A fuller analysis of the differences between baseline and future behaviour of widespread extreme events is covered in Griffin et al. (2022b), but a few key points can be observed here. First, there is a slight trend towards widespread events having a greater area but a similar maximum pointwise return period. On a national scale there is also an increased occurrence of the most extreme events (with a return period exceeding 100 years, based on thresholds derived from the baseline period). However, in a closer inspection for the NW region, the most extreme events in terms of return period do not change in distribution between baseline and future, suggesting most of the change in events is in spatial spread or in the structure of the more frequent events. It may also suggest that the big changes in widespread flooding dynamics are occurring outside the NW region.
The Empirical Copula approach shows the ability to simulate a wide range of statistically possible widespread events (under various choices and assumptions), but it would be interesting, and prudent, to test the plausibility of such simulated events by using them as initial/boundary conditions for hydraulic models on a smaller scale; or whether such events could be replicated directly from a hydrological or hydraulic model.

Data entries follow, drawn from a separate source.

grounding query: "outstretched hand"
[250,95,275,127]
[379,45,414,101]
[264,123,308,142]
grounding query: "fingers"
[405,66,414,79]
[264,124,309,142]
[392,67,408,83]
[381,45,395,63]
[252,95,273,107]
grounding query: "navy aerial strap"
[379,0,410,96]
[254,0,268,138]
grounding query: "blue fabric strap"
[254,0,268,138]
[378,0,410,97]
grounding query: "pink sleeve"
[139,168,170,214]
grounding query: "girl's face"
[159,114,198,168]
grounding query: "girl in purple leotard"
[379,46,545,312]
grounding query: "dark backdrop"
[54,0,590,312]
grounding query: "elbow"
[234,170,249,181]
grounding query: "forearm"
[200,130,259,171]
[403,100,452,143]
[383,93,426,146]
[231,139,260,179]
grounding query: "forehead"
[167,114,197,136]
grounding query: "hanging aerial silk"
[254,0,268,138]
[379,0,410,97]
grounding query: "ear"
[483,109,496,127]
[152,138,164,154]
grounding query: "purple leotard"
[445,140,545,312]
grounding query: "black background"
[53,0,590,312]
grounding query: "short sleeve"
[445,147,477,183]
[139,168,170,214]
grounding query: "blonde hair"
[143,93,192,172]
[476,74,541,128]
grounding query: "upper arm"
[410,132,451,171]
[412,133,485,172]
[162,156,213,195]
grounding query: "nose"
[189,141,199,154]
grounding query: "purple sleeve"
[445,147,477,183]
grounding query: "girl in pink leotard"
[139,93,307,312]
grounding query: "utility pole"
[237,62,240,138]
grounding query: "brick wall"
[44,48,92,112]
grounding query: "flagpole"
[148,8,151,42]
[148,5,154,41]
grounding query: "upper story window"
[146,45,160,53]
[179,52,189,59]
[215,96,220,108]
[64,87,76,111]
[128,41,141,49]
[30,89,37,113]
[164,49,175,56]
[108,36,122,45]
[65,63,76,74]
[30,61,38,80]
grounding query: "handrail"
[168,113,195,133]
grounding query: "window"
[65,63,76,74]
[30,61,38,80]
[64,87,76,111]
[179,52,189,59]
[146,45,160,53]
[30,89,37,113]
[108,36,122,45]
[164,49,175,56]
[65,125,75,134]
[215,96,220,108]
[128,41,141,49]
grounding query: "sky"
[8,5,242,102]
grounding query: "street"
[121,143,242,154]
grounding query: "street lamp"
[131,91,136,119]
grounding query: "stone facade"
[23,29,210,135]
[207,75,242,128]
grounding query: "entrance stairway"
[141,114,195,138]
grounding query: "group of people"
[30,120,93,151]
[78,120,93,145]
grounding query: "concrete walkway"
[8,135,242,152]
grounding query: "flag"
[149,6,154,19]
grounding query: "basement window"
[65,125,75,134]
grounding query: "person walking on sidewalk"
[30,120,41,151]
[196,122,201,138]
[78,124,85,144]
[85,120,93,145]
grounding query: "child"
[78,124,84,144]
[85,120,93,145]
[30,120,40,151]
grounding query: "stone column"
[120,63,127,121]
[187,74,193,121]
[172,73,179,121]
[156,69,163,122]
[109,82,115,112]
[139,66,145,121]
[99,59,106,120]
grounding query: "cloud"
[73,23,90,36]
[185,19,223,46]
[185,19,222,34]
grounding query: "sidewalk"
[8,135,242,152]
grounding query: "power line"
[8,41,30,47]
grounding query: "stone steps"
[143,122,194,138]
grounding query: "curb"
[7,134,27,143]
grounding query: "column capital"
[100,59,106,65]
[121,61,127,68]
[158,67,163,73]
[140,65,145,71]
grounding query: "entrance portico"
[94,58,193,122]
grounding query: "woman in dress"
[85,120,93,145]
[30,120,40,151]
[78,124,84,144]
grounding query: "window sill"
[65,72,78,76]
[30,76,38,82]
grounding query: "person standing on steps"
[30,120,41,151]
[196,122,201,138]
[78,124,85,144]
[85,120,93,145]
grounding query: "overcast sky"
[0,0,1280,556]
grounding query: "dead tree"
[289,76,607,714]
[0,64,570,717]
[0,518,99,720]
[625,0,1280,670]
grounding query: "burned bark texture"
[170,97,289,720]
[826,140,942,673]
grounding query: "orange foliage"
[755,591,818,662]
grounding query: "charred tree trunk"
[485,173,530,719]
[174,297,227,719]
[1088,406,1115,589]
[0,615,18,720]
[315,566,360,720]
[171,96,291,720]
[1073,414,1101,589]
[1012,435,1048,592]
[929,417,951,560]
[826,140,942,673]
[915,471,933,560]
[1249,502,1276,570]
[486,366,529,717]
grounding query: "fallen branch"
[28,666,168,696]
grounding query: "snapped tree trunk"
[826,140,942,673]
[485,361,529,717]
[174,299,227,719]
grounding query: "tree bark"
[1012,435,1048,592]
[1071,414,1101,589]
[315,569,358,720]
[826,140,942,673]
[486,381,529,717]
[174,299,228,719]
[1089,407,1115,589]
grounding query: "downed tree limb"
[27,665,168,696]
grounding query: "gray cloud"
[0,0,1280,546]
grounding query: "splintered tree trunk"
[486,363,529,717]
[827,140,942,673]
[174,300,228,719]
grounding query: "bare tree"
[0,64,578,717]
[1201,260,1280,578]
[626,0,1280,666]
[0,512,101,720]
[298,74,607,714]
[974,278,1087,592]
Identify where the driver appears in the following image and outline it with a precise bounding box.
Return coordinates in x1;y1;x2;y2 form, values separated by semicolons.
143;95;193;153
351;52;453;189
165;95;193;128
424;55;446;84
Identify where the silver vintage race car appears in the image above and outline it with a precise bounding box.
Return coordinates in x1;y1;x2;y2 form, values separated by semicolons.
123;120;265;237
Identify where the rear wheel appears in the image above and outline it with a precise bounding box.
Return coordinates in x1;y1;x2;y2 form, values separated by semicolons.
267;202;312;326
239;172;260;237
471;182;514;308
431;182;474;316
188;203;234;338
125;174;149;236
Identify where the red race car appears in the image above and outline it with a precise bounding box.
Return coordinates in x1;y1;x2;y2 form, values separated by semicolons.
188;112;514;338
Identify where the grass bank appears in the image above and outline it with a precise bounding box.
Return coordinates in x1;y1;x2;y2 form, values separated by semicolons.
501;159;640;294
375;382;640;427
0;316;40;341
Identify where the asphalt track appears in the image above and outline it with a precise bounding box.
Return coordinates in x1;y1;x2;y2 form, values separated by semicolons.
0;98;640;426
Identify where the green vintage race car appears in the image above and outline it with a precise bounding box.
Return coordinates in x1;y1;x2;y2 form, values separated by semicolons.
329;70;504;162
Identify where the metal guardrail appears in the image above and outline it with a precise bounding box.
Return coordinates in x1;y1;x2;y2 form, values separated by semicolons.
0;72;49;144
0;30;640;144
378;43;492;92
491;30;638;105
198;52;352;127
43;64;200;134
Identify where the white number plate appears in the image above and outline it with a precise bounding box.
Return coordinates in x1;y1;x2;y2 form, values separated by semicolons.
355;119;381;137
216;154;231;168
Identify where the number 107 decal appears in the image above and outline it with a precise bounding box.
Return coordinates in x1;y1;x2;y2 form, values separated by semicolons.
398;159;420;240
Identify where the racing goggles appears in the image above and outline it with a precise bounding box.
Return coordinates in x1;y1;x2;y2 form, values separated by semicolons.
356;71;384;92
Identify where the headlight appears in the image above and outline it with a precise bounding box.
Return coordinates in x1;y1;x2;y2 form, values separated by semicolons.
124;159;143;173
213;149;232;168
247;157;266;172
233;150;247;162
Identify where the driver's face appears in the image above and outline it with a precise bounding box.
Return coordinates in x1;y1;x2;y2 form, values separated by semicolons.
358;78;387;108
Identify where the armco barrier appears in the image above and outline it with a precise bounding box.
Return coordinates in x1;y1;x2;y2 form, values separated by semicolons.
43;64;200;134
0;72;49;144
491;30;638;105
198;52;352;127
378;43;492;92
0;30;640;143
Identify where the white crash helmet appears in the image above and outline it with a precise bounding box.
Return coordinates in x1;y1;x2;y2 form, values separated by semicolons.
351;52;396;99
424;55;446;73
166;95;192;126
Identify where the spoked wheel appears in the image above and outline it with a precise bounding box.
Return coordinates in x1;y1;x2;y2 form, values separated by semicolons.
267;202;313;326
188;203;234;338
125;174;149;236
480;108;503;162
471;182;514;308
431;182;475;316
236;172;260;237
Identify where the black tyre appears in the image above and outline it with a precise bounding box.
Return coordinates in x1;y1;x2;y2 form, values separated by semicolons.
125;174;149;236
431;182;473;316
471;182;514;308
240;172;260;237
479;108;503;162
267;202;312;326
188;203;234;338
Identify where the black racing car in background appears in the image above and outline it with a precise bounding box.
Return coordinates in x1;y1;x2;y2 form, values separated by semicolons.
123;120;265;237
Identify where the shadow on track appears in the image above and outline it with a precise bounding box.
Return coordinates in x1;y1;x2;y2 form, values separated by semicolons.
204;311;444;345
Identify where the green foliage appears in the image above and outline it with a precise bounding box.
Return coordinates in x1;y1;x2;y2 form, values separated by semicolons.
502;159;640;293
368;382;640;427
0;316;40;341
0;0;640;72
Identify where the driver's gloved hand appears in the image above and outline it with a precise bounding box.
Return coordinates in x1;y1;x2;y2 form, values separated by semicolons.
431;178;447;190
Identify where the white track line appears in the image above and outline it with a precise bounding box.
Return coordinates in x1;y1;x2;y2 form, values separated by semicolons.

There is already a natural extension of the HT model to multi-day events (Keef et al. 2009), so it would be of interest to see how well the Empirical Copula approach could be extended to such events. Applications to other types of hazards, such as widespread drought or direct analysis of extreme precipitation, could be fruitful. It would be enlightening to investigate methods of incorporating non-stationarity into both the Empirical Copula and HT methods through the use of non-stationary marginals or copulas (Xu et al. 2019). This could also more easily allow the use of design life levels for a better description of return period under non-stationarity.
Future work could investigate whether the Empirical Copula and HT methods work as well on true observed data, however for comparability between time-slices this is not investigated here. Since the principles of the methods are independent of the hydrology, one would expect similar performance, but it would be enlightening to check this. Additionally, it should be noted that all the present work is based on modelled data, and so the application of EC and HT to observed data would be interesting, whether the loss of variance in events would be detrimental to capturing the spatial dependence. Adjusting this for future scenarios is also a highly non-trivial extension.
ACKNOWLEDGEMENT
Funding for the project was provided through the UK Climate Resilience Programme supported by UK Research and Innovation, the UK Met Office, and from the Natural Environment Research Council.
AUTHOR CONTRIBUTIONS
E.S. and P.S. managed the project, A.K. ran the hydrological modelling, A.G. ran the event extraction and summary, and performed the statistical analysis. All authors assisted in writing and editing the manuscript.
DATA AVAILABILITY STATEMENT
All relevant data are available from an online repository or repositories. All relevant data are available from the Environmental Data Centre (Griffin et al. 2022a).
CONFLICT OF INTEREST
The authors declare there is no conflict.